Monday, May 9, 2011

Mock Off Monday {Shower Curtain Edition}

Before I begin, I just want to say that today's project is not 100 percent knock off. Now don't go gettin' your panties in a wad. I said it wasn't 100 percent knock off, but it is about 85 percent knock off. It's merely a simplified version. But if it makes you any happier, I'll explain to you how to create both versions. Sound okay?

Here is what inspired my project.

Isn't she gorgeous? I love the cascade of ruffles.

Now, here's my version.

I know, I know, not quite as luscious as the Anthro version. But I still love it.
I kept my color scheme simple...solid white {muslin}. I made my shower curtain for my {beachy chic} bathroom so I wanted it to feel really light and ethereal.

I also wanted a slightly tattered look, so I didn't even bother hemming the edges. I ripped all of my muslin rather than cutting it, that way I could have raw, frayed edges. Not only do I like the way it looks, but it cut off a lot of sewing time.

If you are not into the frayed look you will have to hem the the two side edges and bottom edge of all your strips. {note, you will need to hem all four edges on your first layer as the top hem will be visible. The rest of the layers will overlap so it isn't necessary to hem the top edges of them...unless you have OCD or just really, really want to.

Here are the supplies needed:

*An old shower curtain {preferably white, or a lighter color/fabric cut and sew together to form a 72in. x72 in. square. I used a pair of old curtain sheers {they were $3.99 at Ross, just in case you don't have anything on hand to use} that I cut to 36 1/4 in. and sewed together {36 1/4 plus 36 1/4 equals 72 1/2 in.}. I allowed for a 1/2 in. seam allowance. If you are new to sewing, that simply means that I stitched 1/2 in. in from the edge of the fabric.

*10 strips of fabric cut down to 9 in. x 72 in. {depending on the width of the fabric you use, you will need anywhere from 4-6 yards of fabric-possibly double or triple that if you decided to ruffle your layers. Whether you prefer the fullness of ruffles or the simplicity of layers you will need the same number of fabric strips. However, the ruffled version will require more fabric for each strip. You will have to gather each layer before stitching them on. I guesstimate that you will need double or triple the amount of fabric for the ruffled version, but that could vary depending on how thickly you gather the fabric. To gather fabric you simply cut your fabric strips to right width {9in} then run them through a sewing machine with a gathereing foot. You may have to sew 2 or 3 strips together for them to be the desired width {72 in.}. It's a bit of trial and error. The other option is to loosen the tension and lengthen the stitch on the sewing machine and then gather the fabric by hand. I actually prefer this method because I can control how thick the gather is. Gathering can be a pretty time consuming process. It isn't necessarily hard, it just takes a lot of patience...obviously I don't possess that quality which is why I opted for my lazy, err simplified, version instead.

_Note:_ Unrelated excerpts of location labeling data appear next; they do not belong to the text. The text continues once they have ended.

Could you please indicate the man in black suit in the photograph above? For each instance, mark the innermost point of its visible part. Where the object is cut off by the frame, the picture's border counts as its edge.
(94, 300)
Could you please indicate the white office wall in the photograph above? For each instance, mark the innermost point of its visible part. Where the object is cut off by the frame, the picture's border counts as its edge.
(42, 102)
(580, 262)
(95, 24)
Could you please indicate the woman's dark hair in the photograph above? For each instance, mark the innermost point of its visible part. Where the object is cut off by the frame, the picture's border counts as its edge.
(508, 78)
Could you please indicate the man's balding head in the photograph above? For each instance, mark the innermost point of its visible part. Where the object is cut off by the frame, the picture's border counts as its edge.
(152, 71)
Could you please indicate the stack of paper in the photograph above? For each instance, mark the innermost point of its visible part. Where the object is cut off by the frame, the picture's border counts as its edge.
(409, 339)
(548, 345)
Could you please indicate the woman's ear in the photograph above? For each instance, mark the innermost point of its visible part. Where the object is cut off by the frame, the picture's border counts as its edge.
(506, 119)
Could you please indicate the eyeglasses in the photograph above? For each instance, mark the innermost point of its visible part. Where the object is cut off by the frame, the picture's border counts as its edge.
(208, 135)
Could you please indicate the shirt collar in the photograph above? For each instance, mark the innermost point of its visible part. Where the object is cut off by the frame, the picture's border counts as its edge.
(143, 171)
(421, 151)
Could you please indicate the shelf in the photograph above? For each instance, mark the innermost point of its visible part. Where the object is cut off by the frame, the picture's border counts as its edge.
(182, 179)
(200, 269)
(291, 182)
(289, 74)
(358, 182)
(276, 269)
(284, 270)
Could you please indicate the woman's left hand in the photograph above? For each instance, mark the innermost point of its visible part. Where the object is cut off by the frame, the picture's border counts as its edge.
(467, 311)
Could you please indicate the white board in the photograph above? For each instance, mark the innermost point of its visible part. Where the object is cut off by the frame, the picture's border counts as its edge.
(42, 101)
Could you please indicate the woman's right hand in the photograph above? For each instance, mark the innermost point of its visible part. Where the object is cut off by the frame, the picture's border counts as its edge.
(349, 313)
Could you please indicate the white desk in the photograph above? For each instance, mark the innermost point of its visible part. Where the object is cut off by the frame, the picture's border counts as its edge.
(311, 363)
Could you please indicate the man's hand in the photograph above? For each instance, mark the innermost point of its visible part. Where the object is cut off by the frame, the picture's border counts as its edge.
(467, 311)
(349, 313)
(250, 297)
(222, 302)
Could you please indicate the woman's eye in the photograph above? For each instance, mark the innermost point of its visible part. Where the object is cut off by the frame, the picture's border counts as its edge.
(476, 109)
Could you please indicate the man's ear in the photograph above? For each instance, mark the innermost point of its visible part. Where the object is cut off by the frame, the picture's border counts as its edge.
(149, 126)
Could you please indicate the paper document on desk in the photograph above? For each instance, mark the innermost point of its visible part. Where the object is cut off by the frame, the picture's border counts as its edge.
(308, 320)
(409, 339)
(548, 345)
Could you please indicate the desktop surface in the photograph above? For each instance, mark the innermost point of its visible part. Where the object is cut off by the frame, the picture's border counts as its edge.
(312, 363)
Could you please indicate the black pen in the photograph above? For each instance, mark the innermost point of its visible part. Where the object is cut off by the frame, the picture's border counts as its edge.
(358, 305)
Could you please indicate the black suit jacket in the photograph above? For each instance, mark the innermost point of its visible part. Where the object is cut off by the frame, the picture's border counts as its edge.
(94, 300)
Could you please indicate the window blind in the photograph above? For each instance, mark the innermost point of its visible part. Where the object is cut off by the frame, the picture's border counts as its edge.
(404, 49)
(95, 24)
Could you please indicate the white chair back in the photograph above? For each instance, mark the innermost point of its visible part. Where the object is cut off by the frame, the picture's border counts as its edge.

*12 strips of fabric cut to 2 in. x 7 in. {These will be used to make the tabs at the top. You could also use ribbon}

Once you have all of your pieces prepped...the square piece is ready, all of the strips are hemmed and ruffled or ripped, and your tabs are cut, you can start assembling.

Lay your square piece out. Then fold your tabs in half and place 1/2 down from the top edge of the square piece, spacing them out about 6 inches. Then, match your first layer to the top of the square piece and pin the three layers together at each tab. Now you are ready to stitch along the top...about 1/4 in. in from the edge.

For the second {and remaining layers} measure up 2 inches from the bottom of the first layer and mark. This is where you will sew on the next layer. Continue measing up two inches from the previous layer and attach new layer. You will end up with overlapping layers.

You can see the 2 inch overlap here if you look closely.

Repeat this process until all ten layers are sewn on. As you get further into the project you will be managing a lot of fabric as you sew. Just take your time and stitch slowly. It took a good hour or two to sew on all of my strips. This process will be longer if you are sewing on ruffles simply due to the massive bulk you will be handling. But, it will be well worth all the effort in the end.

Eventually you will end up with a little something like this

Or like this if you went with the ruffles.

Anthro's Flamenco Shower Curtain retails for $118. I ended up spending about $15 to make my simplified version, which means that for $30-$45 {ish} you should be able to make a ruffled version. I always love it when I can save myself a couple of bucks...or in this case, over $100.